Advances in the treatment and diagnosis of cancer as well as the development of innovative disciplines such as artificial intelligence and the application of machine learning and deep learning methods, bioinformatics and applied mathematics are key assets that will make this project a resounding success, overlapping all of the medical-scientific programmes implemented at Gustave Roussy. The programme should highlight new specific biomarkers or predictive factors for treatment efficacy, in the patient’s best interest.
From twin patient to the creation of a digital patient avatar
This catalogue of data will introduce the "twin patient" concept. This involves searching for patients with the same genomic, radiological, pathological and clinical characteristics. Treatment for today’s patients can be improved by observing the outcomes of previous patients. This will facilitate the selection of optimum therapeutic strategies from diagnosis onwards.

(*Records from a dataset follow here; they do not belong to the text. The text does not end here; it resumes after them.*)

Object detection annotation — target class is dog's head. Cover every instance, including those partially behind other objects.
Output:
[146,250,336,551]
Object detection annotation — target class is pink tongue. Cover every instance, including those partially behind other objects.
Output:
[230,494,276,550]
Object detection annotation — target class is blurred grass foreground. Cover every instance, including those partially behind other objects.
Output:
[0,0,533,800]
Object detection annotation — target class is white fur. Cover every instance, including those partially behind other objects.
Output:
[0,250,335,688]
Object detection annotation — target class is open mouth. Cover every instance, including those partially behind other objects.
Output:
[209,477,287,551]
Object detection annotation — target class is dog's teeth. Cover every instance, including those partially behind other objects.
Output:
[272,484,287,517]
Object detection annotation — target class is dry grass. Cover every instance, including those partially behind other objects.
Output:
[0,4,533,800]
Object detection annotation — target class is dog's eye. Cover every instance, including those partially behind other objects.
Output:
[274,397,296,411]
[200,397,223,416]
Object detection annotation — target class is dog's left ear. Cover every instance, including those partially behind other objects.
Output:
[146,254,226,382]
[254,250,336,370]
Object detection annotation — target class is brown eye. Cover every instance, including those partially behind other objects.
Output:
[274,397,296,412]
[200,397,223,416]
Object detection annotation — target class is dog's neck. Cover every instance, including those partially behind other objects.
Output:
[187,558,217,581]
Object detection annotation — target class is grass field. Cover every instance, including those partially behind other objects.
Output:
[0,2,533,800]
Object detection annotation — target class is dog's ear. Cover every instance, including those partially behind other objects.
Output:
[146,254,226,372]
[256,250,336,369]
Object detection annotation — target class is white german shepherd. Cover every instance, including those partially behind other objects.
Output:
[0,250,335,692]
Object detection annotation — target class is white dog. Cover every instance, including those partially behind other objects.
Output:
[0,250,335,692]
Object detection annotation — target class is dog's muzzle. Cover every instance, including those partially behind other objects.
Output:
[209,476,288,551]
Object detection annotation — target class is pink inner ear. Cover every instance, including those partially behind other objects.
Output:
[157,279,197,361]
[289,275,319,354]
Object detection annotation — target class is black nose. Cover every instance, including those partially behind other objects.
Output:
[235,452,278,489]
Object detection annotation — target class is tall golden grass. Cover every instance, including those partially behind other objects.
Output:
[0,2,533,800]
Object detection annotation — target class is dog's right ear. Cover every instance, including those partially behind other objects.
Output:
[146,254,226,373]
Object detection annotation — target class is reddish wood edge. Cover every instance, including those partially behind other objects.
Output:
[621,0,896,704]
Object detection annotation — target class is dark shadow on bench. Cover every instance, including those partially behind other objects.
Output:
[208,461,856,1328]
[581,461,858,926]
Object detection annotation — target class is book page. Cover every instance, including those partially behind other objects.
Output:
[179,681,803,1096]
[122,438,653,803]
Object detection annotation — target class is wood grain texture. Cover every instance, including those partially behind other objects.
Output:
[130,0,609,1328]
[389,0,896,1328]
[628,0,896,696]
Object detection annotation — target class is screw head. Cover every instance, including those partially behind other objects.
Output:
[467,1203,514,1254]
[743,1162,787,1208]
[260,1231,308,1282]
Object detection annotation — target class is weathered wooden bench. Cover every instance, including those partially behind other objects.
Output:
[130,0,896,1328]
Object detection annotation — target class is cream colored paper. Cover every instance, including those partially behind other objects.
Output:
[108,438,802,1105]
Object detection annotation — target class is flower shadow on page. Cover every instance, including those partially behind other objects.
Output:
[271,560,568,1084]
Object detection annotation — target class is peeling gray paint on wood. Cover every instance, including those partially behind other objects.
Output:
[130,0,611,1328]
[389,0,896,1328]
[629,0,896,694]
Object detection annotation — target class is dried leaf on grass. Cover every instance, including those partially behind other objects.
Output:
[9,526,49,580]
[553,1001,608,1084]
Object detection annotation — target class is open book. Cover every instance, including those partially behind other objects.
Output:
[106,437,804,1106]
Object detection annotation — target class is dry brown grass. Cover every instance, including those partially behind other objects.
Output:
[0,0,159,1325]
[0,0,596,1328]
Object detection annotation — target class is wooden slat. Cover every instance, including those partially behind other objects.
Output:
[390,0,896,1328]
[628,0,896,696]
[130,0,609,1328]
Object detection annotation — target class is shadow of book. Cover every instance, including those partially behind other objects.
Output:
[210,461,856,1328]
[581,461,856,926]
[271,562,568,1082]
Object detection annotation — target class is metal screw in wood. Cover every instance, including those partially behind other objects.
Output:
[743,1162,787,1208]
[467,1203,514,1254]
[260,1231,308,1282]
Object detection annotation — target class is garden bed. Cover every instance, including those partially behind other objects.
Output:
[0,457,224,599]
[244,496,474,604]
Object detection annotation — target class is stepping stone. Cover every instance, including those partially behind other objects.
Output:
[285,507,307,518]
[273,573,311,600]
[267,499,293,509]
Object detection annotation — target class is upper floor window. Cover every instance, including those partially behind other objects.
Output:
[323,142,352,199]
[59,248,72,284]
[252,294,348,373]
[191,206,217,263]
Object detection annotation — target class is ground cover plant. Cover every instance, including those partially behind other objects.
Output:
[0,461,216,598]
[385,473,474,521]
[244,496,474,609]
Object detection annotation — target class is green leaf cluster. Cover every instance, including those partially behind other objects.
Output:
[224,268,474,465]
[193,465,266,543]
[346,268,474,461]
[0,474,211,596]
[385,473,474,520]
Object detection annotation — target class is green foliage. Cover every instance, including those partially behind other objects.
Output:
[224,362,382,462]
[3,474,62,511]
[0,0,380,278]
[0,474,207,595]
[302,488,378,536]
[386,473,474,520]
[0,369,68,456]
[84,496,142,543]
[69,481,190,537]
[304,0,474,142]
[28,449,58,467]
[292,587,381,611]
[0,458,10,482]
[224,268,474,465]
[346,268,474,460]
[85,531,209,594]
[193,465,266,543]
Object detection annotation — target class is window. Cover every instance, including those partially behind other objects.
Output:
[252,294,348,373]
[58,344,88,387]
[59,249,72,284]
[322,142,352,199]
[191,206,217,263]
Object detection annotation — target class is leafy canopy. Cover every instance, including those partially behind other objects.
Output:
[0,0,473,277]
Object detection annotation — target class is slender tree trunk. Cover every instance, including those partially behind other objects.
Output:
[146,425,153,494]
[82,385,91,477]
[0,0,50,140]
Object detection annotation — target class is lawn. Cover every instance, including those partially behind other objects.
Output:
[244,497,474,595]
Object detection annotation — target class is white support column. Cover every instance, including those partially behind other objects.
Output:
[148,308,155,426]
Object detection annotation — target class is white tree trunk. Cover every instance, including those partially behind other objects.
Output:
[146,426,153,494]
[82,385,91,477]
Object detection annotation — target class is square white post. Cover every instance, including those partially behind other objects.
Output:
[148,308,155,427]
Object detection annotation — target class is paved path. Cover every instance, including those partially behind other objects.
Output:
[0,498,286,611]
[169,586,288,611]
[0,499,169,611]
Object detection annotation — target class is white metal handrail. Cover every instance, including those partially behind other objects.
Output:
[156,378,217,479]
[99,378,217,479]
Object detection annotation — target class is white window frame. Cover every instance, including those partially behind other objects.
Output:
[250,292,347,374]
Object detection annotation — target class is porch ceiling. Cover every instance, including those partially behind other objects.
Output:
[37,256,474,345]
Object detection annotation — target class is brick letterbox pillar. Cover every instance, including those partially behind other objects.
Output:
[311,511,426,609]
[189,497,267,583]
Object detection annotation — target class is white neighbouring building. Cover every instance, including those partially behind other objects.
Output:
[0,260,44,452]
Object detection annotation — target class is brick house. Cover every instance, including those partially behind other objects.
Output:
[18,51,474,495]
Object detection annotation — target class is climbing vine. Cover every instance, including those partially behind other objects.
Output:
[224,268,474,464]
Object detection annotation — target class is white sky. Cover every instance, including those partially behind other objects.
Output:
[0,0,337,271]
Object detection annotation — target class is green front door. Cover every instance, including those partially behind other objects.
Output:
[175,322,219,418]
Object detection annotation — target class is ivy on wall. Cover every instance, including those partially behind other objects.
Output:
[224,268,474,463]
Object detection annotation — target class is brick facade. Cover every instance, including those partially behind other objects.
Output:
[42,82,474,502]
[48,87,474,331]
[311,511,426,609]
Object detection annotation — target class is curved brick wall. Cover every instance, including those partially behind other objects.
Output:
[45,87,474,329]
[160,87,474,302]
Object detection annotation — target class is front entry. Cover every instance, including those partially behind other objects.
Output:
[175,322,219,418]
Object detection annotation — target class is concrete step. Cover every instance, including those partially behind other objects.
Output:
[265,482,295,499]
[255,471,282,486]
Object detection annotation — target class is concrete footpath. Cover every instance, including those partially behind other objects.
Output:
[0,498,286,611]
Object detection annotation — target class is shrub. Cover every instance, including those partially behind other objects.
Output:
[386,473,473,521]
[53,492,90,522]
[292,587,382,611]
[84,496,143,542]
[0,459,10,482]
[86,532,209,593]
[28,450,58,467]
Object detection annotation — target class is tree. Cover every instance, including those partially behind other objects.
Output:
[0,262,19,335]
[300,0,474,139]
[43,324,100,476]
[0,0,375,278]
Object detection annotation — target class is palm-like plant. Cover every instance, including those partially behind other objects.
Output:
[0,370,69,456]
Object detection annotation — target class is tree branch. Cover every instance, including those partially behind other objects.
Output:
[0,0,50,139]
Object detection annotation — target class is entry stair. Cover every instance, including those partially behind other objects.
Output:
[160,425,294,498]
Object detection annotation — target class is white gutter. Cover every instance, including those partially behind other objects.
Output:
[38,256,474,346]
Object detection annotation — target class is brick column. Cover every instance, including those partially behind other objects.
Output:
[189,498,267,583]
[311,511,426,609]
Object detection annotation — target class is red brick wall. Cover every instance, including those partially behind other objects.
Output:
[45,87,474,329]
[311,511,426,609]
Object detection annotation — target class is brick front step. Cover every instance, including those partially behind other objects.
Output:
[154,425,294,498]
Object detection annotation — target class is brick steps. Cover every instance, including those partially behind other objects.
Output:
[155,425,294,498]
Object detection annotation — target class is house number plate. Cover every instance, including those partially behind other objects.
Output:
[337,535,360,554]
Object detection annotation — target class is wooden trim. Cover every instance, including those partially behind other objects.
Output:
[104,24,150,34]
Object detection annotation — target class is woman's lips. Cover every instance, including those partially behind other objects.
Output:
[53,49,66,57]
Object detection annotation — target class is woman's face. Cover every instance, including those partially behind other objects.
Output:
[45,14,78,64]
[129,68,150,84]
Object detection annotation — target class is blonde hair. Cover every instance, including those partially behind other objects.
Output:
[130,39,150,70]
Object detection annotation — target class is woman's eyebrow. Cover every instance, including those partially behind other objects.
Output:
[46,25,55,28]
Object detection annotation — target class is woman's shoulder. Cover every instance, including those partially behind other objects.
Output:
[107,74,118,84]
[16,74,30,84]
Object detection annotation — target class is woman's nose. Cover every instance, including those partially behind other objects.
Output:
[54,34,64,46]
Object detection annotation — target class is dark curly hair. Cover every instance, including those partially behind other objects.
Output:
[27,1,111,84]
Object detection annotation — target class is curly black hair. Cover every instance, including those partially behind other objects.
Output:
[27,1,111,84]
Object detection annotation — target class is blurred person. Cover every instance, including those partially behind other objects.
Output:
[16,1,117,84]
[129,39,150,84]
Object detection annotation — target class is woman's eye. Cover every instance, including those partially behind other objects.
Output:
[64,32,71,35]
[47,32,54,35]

Research scientists can use this database to integrate all of the data needed to create a digital avatar of each patient. Studying the avatar and comparing it to a twin patient will determine the potential clinical course of a patient’s disease. This approach is particularly effective in the management of rare diseases or anomalies. The aim is to create several cancer patient digital twins to compare them with other identical cases. Gustave Roussy will be able to draw on the expertise of international research scientists in order to develop this strategy. Three initial projects are already underway:
- The first, led by Elsa Bernard, seeks to understand how tumour heterogeneity influences the fate of digital twins. The aim is to develop a digital tumour heterogeneity test for each patient. This tool should guide clinicians towards the most effective treatment.
- The project led by Sergey Nikolaev identifies the drivers of cancer progression in a digital format using complex bioinformatics methods.
- The last project seeks to identify the immune environment of the tumour in a digital format in order to recognise the mechanisms used by tumour cells to better evade the immune system and thus promote their development.
The creation of digital cancer cohorts of patients with the same tumour heterogeneity, cancer drivers and immunological environment will be a valuable resource providing oncologists with new information and ensuring better patient management.